[文化づくり]国際文化交流の推進と援助

文化づくりコラム 

広島市民球場跡地を世界平和の聖地に


世界平和のシンボルを広島に
広島と長崎は、世界で初めて原子爆弾が投下された世界に知られる平和都市です。そして、被爆当時の姿をそのまま残す広島の原爆ドームは、核の脅威を世界に知らしめる平和の象徴です。平成8年にはユネスコの世界遺産に指定されました。

広島の役割は、核の脅威はもちろん、世界平和を導く精神(霊性)的シンボルとなれる―そう国づくり人づくり財団は考えています。
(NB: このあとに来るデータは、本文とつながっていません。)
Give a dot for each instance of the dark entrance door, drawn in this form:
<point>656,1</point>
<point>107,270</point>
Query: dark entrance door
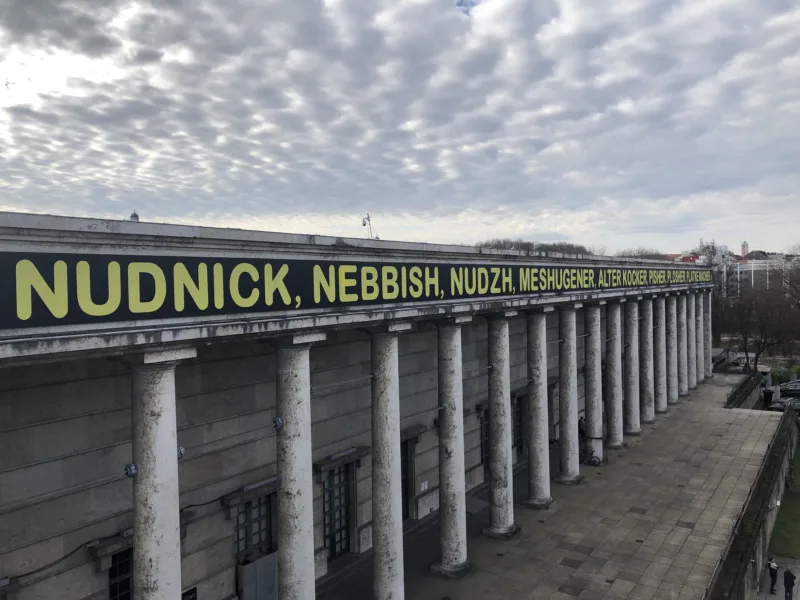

そして、平和公園の向かいにある広島市民球場跡地に、世界平和のシンボルとして、世界の主要宗教のテーマパークを建設することを提唱しています。この市民球場は、戦後復興のシンボルであり、6月23日に市議会が解体条例を可決したばかりですが、混迷する現代だからこそ、世界平和の発信基地にならなければならないのです。

 
 
日本は「終戦」した
日本が「終戦」をむかえて65年になりました。戦争で負けた時は「敗戦」という言葉を使いますが、日本では終戦記念日というように「終戦」を使います。それは何故でしょうか?

日本の戦後処理は、米軍のGHQが行いました。その時に、日本に再軍備をさせず、国の弱体化を謀るために、憲法9条に戦争放棄を組み込んだのです。

昨五日内閣総理大臣ヲ宮中に召サレ左ノ勅語ヲ下賜セラレタリ勅語ヲ下賜セラレタリ

日本国民ガ正義ノ自覚ニ依リテ進ンデ戰爭ヲ抛棄シテ


國民ノ總意ヲ基調トシ憲法ニ根本的ノ改正ヲ加ヘ政府当局其レ克ク

朕ノ意ヲ體シ必ズ此ノ目的ヲ達成セムコトヲ期セヨ
3月5日 内閣総理大臣を宮中に呼ばれて次のように天皇が詔をお伝えになりました

日本国民が正義の自覚をよりどころとしてみずから進んで戦争を放棄して

国民が全員一致を基本として憲法に根本的な改正を加え 政府当局はこれを念を入れて

朕(天皇陛下ご自身)の身を以ての意向を必ずやこの目的を達成することを期待します

しかし「終戦」の真意はもっと深い所にあります。日清・日露戦争というように、諸外国との戦争の歴史があった日本が、これ以上戦争をして犠牲者を出すようなことがあってはならない。未来永劫、日本の歴史から戦争を終わらせるため、敗戦ではなく「終戦」にしなければならない。この決断を下されたのは、昭和天皇でした。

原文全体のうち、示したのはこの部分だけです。